Taş Medreseliler...
MHP'deki tüzük değişikliği için kurultay talebi kelimenin tam anlamı ile "halk hareketi" haline dönüştü. Uzun yıllar ülkücülüğe gönül vermiş milyonlar, partinin kötü idaresi sebebiyle umutlarını kesip köşelerine çekilmişlerdi. Türk Milliyetçilerinin tarihten bu yana meselelerini tartışma geleneği yoktur. Çatışma günlerinin, soğuk-sıcak savaşlar esnasındaki "kol kırılır yen içinde kalır" anlayışları hep ön plana çıkardı. Ancak kırılan kol bırakınız tedavi edilmeyi müdahale edilmediği için tefessüh ediyor, çürüyor açıkçası. Kolun kesilme tehlikesi yanında bütün vücudu sarması söz konusu. Bir dönem "öz kardeşlik"in ötesine geçen "Ülküdaşlık hukuku" Balgat baronları tarafından tanınmayınca, memleketin dört bir yanındaki ak saçlılar, kanlarını, canlarını verip, hayatlarının en güzel yıllarını heba ettikleri günlerin hatırına sık sık bir araya geliyorlar. "Ne olacak bu memleketin hali?" geyiği yerine, sağlam adımlar atıp somut önerilerle, mensubiyetleriyle onur duydukları hareketi ayağa kaldırmak için manifestolar yayınlıyorlar.
***
"Yusufiyeli" terimini Artvin'in Yusufeli ilçesi mensubu sananların işgali altındaki Balgat yönetimini uyarmak için "Taş Medreseli" olarak tabir edilen, 12 Eylül'ün öncesi ve sonrasında cezaevlerinde yatmış binlerce ülkücü birbirleri ile irtibat halinde. Yılın belli günlerinde yıllardır toplanırlar. İftar sofralarında sohbet ederler.
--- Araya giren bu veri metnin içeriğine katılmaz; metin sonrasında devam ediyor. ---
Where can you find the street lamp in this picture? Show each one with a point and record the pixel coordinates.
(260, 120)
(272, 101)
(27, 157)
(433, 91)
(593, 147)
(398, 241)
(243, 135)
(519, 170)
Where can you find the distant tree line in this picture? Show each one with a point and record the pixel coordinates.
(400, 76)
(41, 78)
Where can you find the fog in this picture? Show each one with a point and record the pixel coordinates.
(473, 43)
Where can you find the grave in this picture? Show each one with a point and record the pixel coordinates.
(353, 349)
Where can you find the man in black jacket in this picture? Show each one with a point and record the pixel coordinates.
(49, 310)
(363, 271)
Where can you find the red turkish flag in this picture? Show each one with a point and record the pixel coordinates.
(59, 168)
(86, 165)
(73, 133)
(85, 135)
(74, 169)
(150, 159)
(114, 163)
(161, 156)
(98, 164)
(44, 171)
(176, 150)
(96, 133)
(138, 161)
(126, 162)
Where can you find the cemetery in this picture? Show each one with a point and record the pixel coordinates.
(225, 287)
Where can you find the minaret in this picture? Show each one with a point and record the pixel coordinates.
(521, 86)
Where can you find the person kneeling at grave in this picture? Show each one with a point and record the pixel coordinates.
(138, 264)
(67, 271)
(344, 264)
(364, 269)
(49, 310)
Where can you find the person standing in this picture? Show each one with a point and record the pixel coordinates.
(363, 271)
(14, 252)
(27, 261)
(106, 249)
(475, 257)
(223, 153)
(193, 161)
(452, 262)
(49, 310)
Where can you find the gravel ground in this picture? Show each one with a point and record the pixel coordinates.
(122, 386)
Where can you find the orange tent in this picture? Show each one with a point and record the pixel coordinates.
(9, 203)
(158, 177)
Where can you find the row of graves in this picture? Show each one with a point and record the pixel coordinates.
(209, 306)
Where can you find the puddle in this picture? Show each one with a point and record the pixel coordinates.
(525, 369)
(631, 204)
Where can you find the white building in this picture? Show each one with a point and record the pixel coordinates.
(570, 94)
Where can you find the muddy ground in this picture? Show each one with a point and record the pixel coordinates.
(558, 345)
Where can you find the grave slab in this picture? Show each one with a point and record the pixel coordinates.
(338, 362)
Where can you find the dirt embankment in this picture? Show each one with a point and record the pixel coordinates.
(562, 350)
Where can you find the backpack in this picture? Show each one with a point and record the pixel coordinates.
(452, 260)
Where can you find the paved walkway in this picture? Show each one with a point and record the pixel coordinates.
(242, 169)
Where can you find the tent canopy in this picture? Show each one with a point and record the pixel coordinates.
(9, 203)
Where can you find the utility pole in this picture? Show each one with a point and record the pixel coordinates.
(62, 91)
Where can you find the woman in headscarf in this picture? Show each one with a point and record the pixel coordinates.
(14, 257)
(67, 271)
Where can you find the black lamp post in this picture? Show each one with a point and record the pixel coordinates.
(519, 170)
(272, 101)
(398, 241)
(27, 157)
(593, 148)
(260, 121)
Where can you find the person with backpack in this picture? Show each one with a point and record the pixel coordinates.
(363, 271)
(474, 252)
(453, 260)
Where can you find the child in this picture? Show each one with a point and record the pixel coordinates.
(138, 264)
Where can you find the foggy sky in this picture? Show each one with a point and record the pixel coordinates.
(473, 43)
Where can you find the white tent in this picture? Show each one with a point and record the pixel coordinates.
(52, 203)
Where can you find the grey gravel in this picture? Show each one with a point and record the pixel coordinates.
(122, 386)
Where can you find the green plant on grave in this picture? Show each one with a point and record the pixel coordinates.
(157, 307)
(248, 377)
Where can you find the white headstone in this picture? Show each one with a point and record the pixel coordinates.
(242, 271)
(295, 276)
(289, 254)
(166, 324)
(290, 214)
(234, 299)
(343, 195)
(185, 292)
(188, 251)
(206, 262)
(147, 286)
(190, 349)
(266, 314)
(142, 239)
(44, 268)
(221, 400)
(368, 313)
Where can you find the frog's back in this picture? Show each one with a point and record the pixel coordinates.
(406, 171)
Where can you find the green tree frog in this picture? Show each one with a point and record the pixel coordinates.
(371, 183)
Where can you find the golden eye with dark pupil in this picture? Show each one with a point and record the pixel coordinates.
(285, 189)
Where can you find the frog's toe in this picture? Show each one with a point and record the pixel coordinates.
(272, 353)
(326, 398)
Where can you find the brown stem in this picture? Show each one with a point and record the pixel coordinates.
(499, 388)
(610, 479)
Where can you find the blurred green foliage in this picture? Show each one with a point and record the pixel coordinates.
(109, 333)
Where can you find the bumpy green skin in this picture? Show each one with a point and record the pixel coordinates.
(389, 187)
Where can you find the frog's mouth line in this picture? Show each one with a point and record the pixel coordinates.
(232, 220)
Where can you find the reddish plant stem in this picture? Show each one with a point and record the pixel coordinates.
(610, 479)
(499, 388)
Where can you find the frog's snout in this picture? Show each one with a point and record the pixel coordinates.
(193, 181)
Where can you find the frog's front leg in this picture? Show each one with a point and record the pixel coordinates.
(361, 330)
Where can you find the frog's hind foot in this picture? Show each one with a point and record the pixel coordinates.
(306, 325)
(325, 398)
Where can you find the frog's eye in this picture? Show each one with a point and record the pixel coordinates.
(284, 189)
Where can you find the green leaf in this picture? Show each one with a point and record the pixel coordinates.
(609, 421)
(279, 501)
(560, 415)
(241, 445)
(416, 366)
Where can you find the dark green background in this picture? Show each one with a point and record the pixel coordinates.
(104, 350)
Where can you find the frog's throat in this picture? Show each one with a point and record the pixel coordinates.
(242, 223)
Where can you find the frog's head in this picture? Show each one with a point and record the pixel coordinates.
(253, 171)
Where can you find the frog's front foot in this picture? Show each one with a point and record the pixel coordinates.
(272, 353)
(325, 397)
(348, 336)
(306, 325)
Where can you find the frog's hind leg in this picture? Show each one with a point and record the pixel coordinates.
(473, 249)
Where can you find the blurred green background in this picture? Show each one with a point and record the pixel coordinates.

Alçak pusularda şehit edilen, darbe mahkemelerince idam edilen ülküdaşlarının yıl dönümlerinde geçmişi yad ederken, geleceğe dönük öneriler sunarlar. İletişim teknolojisine çağ atlatan sosyal medyanın imkanları ile gece yarılarına kadar yurt içi, yurt dışındaki gönüldaşları ile konuşuyor, yazışıyorlar. Tabiri caiz ise unlarını eleyip eleklerini asmışlar. İş ve ekmek gailesine rağmen gönül verdikleri hareketin tek başına iktidarını özlüyorlar. Kendi adlarına hiçbir talepleri yok. Milliyetçi-ülkücü hareketin hak ettiği yeri alması, gayeleri. Çocukluk, gençlik yıllarından bu yana hayal ettikleri "Türk Asrı"nı doya doya yaşamayı arzuluyorlar. Çocuklarına, torunlarına "Milliyetçi Türkiye" ideallerini miras bırakmak istiyorlar.
***
Taş duvarlar ardında yıllarını geçirip, idam sehpaları gölgesinde hayata tutunmayı, ayakta durmayı başaranlar, MHP'deki tartışmalar üzerine bir araya gelip Genel Başkan adayları ile görüşüp, istişare ettikten sonra tarihi bir bildiri yayınlama aşamasına geldiler. Antalya'nın Alanya ilçesinde yarından itibaren üç günlük bir kampa girecekler. Aralarında çok sevdiğim ağabeylerimin, dostlarımın bulunduğu, Mehmet Yetkin, Nihat Şanlı, Özkan Atar, Ekrem Seçkin, Raşit Doğan Enhoş, Ali İhsan Göksel, Telem Kahveci, Mustafa Dülger ve Ahmet Tuncer'den oluşan tertip komitesinin çağrısına şu ana kadar "katılıyorum" cevabı vererek, Konaklı'daki Arancia Oteli'nde rezervasyon yaptıranların sayısı bini geçti.
***
Taş Medreseliler daha önce de 25-30 kişilik gruplar halinde MHP Genel Başkan adaylarının bazıları ile bir araya gelmişti. Sayın Meral Akşener, Prof. Dr. Ümit Özdağ ve Sinan Oğan katılacağını bildirmiş. Süleyman Servet Sazak, Said Gönen, Suat Başaran ve Koray Aydın'dan ise yazının kaleme alındığı saatlerde haber bekleniyordu. Genel Başkan adayları ayrı ayrı saatlerde gelip hitabetlerinden sonra soruları cevaplayacak. Bu tarihi toplantı basına kapalı olmakla beraber bu satırların yazarı ve Yeniçağ Gazetesi için ayrıcalık var. Bir nevi istisnai kadrodanız. Gözlemci olarak orada konuşulanları ve izlenimlerimi yansıtmaya gayret edeceğim.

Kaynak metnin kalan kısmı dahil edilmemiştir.